1.以下の3ガイドラインをICH総会で採択
・Q12:医薬品のライフサイクルマネジメントガイドライン
・E9(R1):臨床試験のための統計的原則 補遺
・M9:BCS(Biopharmaceutics Classification System)に基づくバイオウェーバーガイドライン
今後、ICHメンバーの各国・地域の薬事規制の中に取り込まれる予定です。
2.以下の2トピックについてガイドライン作成のための作業開始に合意
・M13:即放性経口固形製剤の生物学的同等性試験
・Q3E:不純物:医薬品及び生物製剤の溶出物及び滲出物(E&L)の評価と管理
今後、専門家の募集が行われ、正式に作業部会が発足する予定です。
3.ICH管理委員会の副議長に引き続き日本から選出
次回は、令和2年5月23日から28日まで、カナダのバンクーバーで開催予定です。以下では、本会合の進捗について詳細を説明します。

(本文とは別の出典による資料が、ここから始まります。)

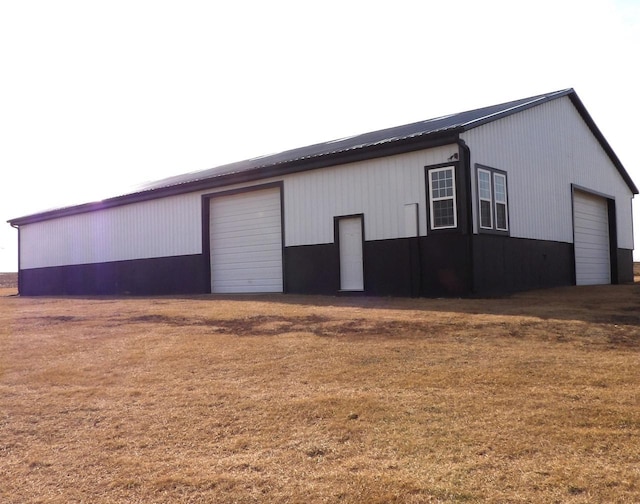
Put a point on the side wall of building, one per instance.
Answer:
(156, 246)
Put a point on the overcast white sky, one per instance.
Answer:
(96, 97)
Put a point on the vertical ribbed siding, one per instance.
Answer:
(544, 150)
(158, 228)
(165, 227)
(378, 188)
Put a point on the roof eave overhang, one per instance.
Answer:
(260, 172)
(577, 103)
(586, 117)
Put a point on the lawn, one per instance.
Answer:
(276, 399)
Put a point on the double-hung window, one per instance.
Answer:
(442, 201)
(492, 199)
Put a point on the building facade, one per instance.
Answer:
(521, 195)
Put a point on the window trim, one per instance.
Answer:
(453, 197)
(494, 174)
(481, 199)
(496, 202)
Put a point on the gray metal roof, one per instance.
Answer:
(367, 145)
(452, 123)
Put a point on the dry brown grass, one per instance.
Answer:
(532, 398)
(9, 281)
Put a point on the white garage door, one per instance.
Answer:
(246, 242)
(591, 239)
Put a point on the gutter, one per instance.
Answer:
(465, 160)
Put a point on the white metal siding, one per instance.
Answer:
(351, 266)
(171, 226)
(246, 242)
(591, 239)
(158, 228)
(544, 150)
(378, 188)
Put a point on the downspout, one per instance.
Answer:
(465, 162)
(19, 271)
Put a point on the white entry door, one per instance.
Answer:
(591, 239)
(246, 242)
(351, 257)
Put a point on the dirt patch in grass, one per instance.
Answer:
(531, 398)
(9, 281)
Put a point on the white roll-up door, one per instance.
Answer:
(591, 239)
(246, 242)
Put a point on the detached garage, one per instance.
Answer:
(520, 195)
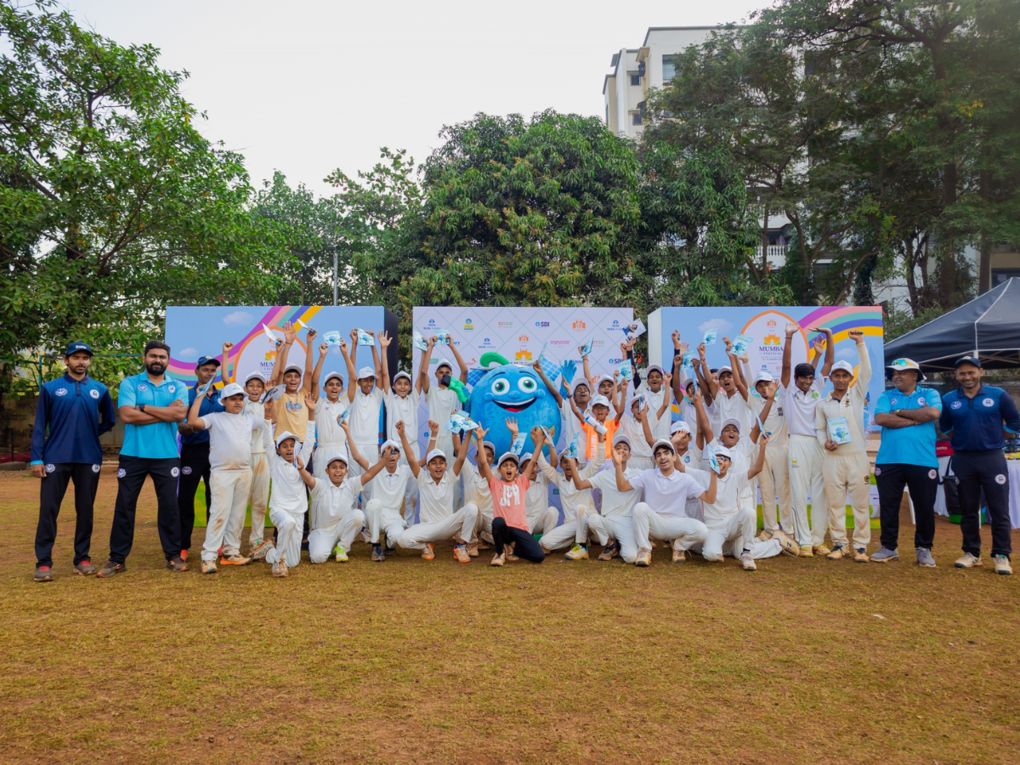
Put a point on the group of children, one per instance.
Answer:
(640, 477)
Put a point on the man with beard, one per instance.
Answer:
(150, 404)
(78, 409)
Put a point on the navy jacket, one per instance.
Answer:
(77, 413)
(976, 424)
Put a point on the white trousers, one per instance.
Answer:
(290, 527)
(258, 497)
(226, 514)
(848, 474)
(806, 473)
(342, 531)
(738, 530)
(384, 522)
(615, 527)
(649, 524)
(774, 483)
(460, 525)
(570, 531)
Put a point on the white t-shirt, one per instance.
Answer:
(402, 409)
(437, 499)
(231, 440)
(389, 488)
(727, 493)
(364, 417)
(326, 429)
(667, 495)
(799, 407)
(614, 502)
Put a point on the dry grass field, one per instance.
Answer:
(804, 661)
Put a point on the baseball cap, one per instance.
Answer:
(907, 365)
(232, 389)
(78, 346)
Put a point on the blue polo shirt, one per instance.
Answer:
(976, 424)
(157, 441)
(914, 445)
(77, 412)
(208, 406)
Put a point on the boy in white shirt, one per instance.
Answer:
(231, 473)
(288, 503)
(439, 520)
(336, 499)
(402, 406)
(663, 513)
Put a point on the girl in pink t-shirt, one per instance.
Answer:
(509, 509)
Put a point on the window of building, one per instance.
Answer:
(668, 67)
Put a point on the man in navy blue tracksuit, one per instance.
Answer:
(75, 409)
(975, 416)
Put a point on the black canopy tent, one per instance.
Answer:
(987, 326)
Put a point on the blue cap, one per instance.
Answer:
(75, 347)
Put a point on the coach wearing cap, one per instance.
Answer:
(907, 415)
(974, 416)
(77, 410)
(195, 452)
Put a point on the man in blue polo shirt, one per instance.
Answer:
(195, 453)
(77, 409)
(907, 457)
(975, 415)
(150, 404)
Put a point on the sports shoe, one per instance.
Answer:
(577, 552)
(111, 569)
(968, 561)
(884, 555)
(838, 552)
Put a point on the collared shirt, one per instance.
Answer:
(914, 445)
(209, 405)
(976, 424)
(77, 413)
(157, 441)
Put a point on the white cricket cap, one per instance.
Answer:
(231, 389)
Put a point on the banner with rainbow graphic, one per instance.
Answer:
(201, 330)
(766, 326)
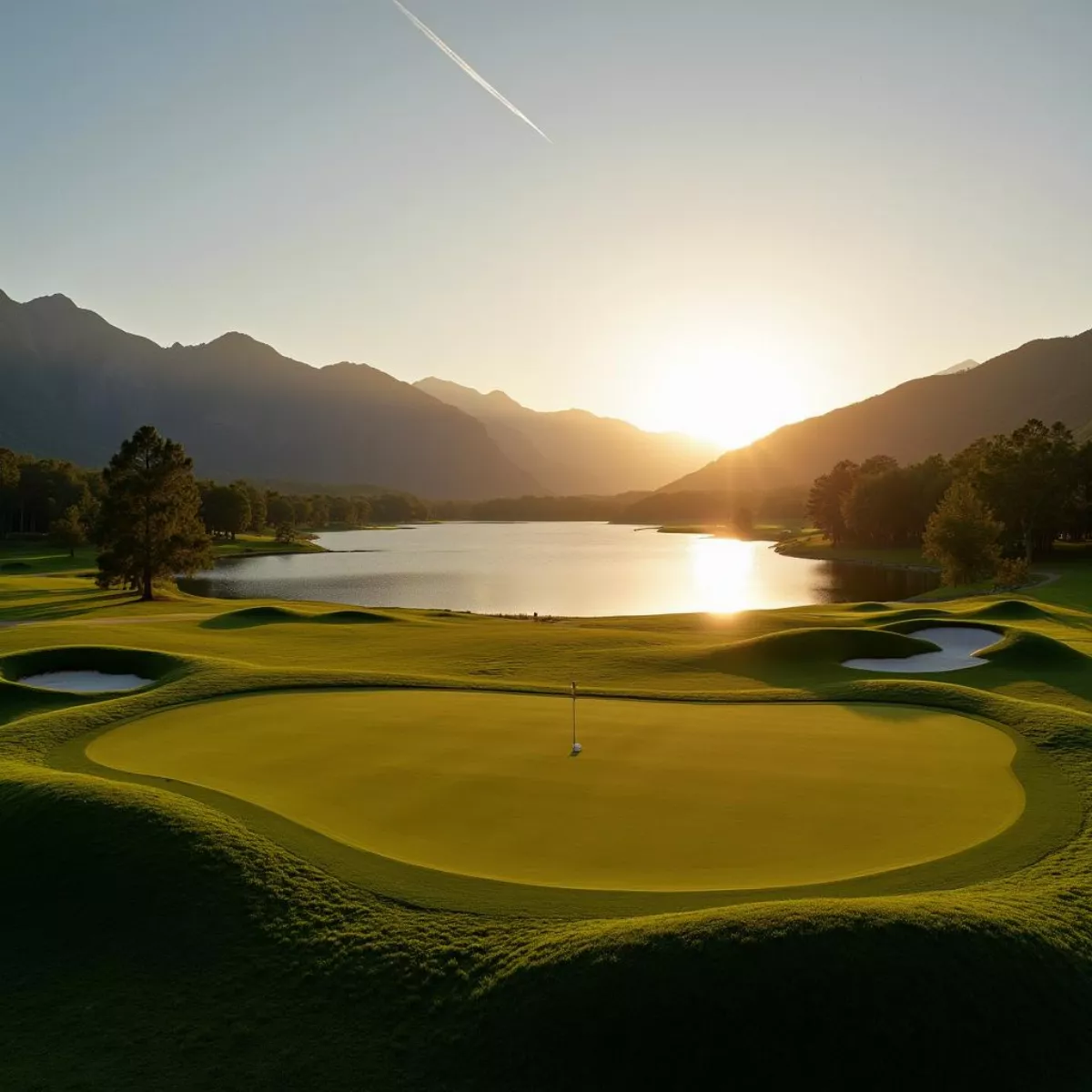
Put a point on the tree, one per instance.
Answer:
(281, 511)
(9, 485)
(68, 530)
(1029, 479)
(962, 535)
(258, 512)
(827, 496)
(150, 523)
(225, 511)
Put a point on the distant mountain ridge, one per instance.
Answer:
(956, 369)
(74, 387)
(1048, 378)
(573, 451)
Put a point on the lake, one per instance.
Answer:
(580, 569)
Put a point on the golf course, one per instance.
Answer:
(345, 847)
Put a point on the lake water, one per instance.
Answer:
(580, 569)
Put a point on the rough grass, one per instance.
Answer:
(151, 939)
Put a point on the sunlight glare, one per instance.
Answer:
(727, 388)
(721, 569)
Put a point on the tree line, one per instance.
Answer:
(229, 511)
(1005, 498)
(50, 497)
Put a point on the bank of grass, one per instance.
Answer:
(817, 546)
(157, 939)
(263, 545)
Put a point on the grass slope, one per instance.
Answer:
(154, 939)
(666, 796)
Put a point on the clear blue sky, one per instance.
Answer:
(749, 212)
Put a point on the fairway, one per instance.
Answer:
(666, 795)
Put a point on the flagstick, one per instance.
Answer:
(576, 747)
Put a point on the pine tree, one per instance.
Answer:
(150, 525)
(68, 530)
(962, 536)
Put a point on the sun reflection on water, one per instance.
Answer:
(722, 571)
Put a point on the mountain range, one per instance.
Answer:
(1049, 379)
(74, 387)
(573, 451)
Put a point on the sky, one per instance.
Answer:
(746, 213)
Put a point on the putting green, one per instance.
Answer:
(665, 796)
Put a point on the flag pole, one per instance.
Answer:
(576, 747)
(573, 715)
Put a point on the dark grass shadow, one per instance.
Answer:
(250, 617)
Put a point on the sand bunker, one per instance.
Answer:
(85, 682)
(958, 648)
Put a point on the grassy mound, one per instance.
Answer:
(911, 626)
(802, 648)
(915, 614)
(1011, 611)
(251, 616)
(1036, 653)
(276, 615)
(350, 618)
(156, 940)
(106, 659)
(669, 796)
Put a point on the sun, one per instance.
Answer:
(726, 390)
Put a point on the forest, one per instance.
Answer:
(1035, 481)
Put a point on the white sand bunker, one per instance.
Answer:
(85, 682)
(958, 648)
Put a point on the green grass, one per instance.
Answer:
(167, 937)
(667, 796)
(262, 545)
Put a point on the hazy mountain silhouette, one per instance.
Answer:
(572, 451)
(956, 369)
(75, 387)
(1049, 379)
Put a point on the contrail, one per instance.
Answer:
(489, 86)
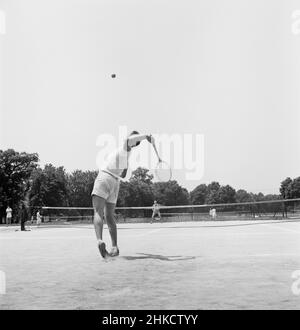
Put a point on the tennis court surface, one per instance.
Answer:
(182, 265)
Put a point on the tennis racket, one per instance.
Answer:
(163, 171)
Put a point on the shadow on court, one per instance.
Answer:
(143, 256)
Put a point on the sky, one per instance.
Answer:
(228, 71)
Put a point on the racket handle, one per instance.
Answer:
(154, 147)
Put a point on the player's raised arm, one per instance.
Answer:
(136, 139)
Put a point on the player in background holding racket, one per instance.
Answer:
(106, 190)
(156, 212)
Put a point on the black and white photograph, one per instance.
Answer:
(149, 157)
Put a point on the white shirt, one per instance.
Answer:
(117, 162)
(9, 212)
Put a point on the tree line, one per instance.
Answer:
(24, 182)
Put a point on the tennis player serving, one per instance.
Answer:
(106, 190)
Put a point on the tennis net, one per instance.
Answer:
(268, 210)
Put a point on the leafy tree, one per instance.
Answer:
(142, 175)
(49, 187)
(242, 196)
(80, 186)
(285, 188)
(170, 193)
(199, 194)
(15, 171)
(213, 193)
(295, 188)
(226, 194)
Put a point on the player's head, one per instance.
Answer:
(135, 133)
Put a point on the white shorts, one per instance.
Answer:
(107, 187)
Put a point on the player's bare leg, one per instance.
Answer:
(98, 205)
(112, 227)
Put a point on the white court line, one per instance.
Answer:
(282, 228)
(147, 233)
(71, 237)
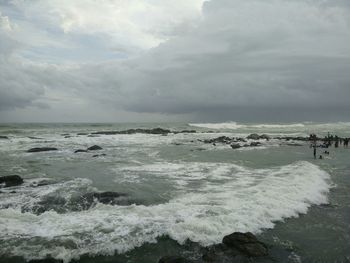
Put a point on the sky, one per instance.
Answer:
(174, 60)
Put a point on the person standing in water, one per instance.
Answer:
(314, 146)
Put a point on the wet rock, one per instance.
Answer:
(99, 155)
(109, 198)
(246, 243)
(253, 136)
(235, 146)
(41, 149)
(94, 148)
(46, 260)
(174, 259)
(80, 151)
(133, 131)
(11, 180)
(255, 144)
(265, 136)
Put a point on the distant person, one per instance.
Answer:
(314, 146)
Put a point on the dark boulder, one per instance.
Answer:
(99, 155)
(246, 243)
(41, 149)
(46, 260)
(253, 136)
(255, 144)
(11, 180)
(94, 148)
(108, 198)
(174, 259)
(265, 136)
(80, 151)
(235, 146)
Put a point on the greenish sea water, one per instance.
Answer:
(183, 194)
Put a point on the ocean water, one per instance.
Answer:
(181, 194)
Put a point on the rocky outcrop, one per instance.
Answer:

※ ICH(International Council for Harmonization of Technical Requirements for Pharmaceuticals for human use、医薬品規制調和国際会議) は、医薬品の品質・有効性・安全性の評価等に係る技術的なガイドラインを協働作成することで、各国の規制の調和等に貢献しています。本組織の詳細については、ICH法人の設置に関する平成27年10月26日付け厚生労働省プレスリリースをご覧下さい。
1.ICHガイドラインの作成等の進捗について
(1)ガイドラインの採択
今回会合では、以下の3ガイドラインがICH総会で採択されました(ステップ4)。今後、ICHメンバーの各国・地域において、翻訳や必要な国内手続きを経て、薬事規制の中に取り込まれる予定です。
(2)ガイドライン作成の作業開始の合意
以下の2つのトピックについて、ガイドライン作成のための作業開始が合意されました。今後、ICHメンバー、オブザーバーから専門家が募集され、コンセプトペーパー及びビジネスプランを作成し、正式に作業部会が発足する予定です。
なお、M13は、ジェネリック医薬品に関するICH内の検討グループであるIGDG(Informal Generic Discussion Group)で議論が行われ、今回会合でトピック提案に至ったものです。Q3Eは、前回のアムステルダム会合でトピック採択について合意されていたものの作業開始が延期され、今回改めて作業開始が合意されたものです。
また、Q9(品質リスクマネジメントに関するガイドライン)の改訂がEC/EMAより提案され、今回会合でトピック採択が合意されました。ただし、現在作業中である他の品質関係のトピックを優先し、作業開始は延期されることになりました。
2.ICHの組織・運営に関する点
(1)総会、管理委員会の議長、副議長の改選
ICHの主要な意思決定は、全団体が参加する総会と、主要メンバーにより構成され、総会の議論の準備やICH法人の運営を行う管理委員会で行われています。今回会合では、任期満了に伴い総会、管理委員会の議長、副議長の改選が行われ、下表のとおり選出されました(いずれも前期からの再選)。
(2)ブラジルから管理委員会メンバー選出
ICH管理委員会は、創設規制当局メンバー、創設産業界メンバー、常任規制当局メンバーに加え、規制当局メンバー及び産業界メンバーから選挙で選出された代表者で構成されます。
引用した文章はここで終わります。